Tania Pontbriand, cette enseignante de 40 ans accusée d'agressions sexuelles contre un élève, parviendra-t-elle à faire avorter son procès pour cause de délai déraisonnable ? C'est ce qu'on saura demain matin lorsque le juge François Beaudoin rendra sa décision à ce sujet, à Saint-Jérôme. D'ici là, le procès est suspendu.

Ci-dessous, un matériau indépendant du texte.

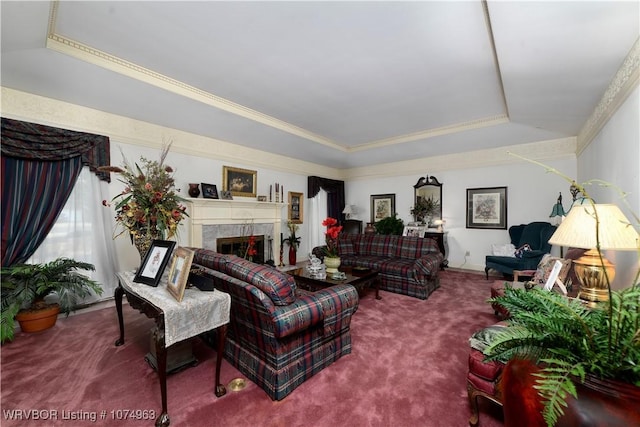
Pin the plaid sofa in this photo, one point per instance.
(406, 265)
(279, 336)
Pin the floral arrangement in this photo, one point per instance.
(331, 236)
(149, 204)
(292, 240)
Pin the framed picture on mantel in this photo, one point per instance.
(382, 206)
(295, 207)
(240, 182)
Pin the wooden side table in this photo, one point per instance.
(176, 321)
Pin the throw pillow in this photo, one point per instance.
(503, 250)
(521, 250)
(546, 265)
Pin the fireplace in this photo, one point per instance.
(213, 219)
(238, 246)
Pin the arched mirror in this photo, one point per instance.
(428, 200)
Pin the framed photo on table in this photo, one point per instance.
(154, 262)
(240, 182)
(179, 272)
(382, 206)
(295, 207)
(414, 230)
(487, 208)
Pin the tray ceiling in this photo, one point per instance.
(343, 84)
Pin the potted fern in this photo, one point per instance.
(583, 357)
(25, 286)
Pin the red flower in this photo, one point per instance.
(331, 236)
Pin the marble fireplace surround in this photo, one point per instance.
(210, 219)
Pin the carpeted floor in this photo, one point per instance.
(408, 368)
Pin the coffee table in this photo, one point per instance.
(359, 279)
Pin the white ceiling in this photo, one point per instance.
(343, 84)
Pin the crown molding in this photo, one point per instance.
(624, 82)
(430, 133)
(86, 53)
(38, 109)
(542, 150)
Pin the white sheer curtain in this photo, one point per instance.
(317, 214)
(84, 232)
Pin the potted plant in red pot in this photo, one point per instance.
(25, 286)
(579, 359)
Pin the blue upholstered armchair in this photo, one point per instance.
(536, 235)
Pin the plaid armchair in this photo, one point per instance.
(279, 336)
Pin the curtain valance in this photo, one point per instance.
(32, 141)
(335, 193)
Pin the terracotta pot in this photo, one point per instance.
(332, 264)
(600, 402)
(292, 255)
(38, 320)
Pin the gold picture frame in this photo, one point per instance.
(240, 182)
(179, 272)
(296, 205)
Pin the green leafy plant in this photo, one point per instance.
(390, 225)
(425, 207)
(24, 287)
(568, 339)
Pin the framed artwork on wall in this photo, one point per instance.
(487, 208)
(240, 182)
(295, 207)
(209, 191)
(154, 263)
(382, 206)
(179, 272)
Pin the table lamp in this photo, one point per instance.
(579, 230)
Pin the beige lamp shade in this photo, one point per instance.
(578, 230)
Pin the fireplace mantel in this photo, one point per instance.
(204, 212)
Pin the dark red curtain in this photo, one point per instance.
(40, 165)
(335, 194)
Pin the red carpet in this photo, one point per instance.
(408, 368)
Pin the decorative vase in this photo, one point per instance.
(194, 190)
(332, 264)
(38, 320)
(142, 241)
(369, 229)
(292, 255)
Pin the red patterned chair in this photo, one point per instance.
(484, 379)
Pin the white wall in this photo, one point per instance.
(196, 169)
(531, 194)
(614, 156)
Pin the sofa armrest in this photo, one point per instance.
(526, 273)
(305, 312)
(338, 302)
(428, 265)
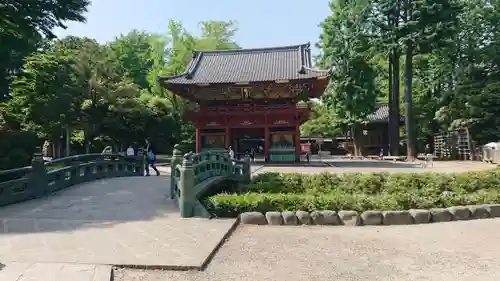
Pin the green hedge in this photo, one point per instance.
(360, 192)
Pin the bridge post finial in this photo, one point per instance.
(246, 169)
(37, 179)
(187, 197)
(174, 161)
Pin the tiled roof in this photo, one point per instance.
(381, 115)
(248, 65)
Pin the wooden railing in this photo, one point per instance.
(42, 178)
(196, 176)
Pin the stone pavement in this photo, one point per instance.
(121, 221)
(369, 166)
(18, 271)
(453, 251)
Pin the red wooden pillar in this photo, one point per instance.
(198, 139)
(297, 143)
(228, 137)
(266, 143)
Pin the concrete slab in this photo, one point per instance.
(453, 251)
(122, 221)
(20, 271)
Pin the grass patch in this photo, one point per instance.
(359, 192)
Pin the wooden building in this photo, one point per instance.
(376, 131)
(250, 98)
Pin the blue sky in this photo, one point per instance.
(261, 23)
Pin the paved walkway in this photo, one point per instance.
(121, 221)
(454, 251)
(19, 271)
(370, 166)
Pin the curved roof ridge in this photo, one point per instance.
(264, 49)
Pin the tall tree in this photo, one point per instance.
(23, 24)
(346, 46)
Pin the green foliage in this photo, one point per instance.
(24, 24)
(352, 93)
(359, 192)
(101, 95)
(16, 149)
(321, 123)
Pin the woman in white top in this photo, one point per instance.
(130, 151)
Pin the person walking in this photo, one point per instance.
(428, 156)
(150, 158)
(252, 154)
(130, 151)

Mis à jour le 1er sept. 2011
Christiane Desjardins LA PRESSE

«Oh my God! Oh my God!» chuchotait désespérément le plaignant, mercredi midi, quand il a entendu le juge annoncer qu'il mettait l'affaire en délibéré jusqu'à demain. Ce jeune homme est dans la mi-vingtaine aujourd'hui. Selon des déclarations faites à la police, il prétendrait avoir eu de 200 à 300 relations sexuelles avec Mme Pontbriand, entre 2002 et 2004, alors qu'il fréquentait l'école secondaire de Rosemère. Il avait 15 ans au début des événements, et Mme Pontbriand, qui y enseignait l'éducation physique, en avait 32. Mme Pontbriand est également accusée d'avoir eu des contacts sexuels avec lui alors qu'elle était en position d'autorité.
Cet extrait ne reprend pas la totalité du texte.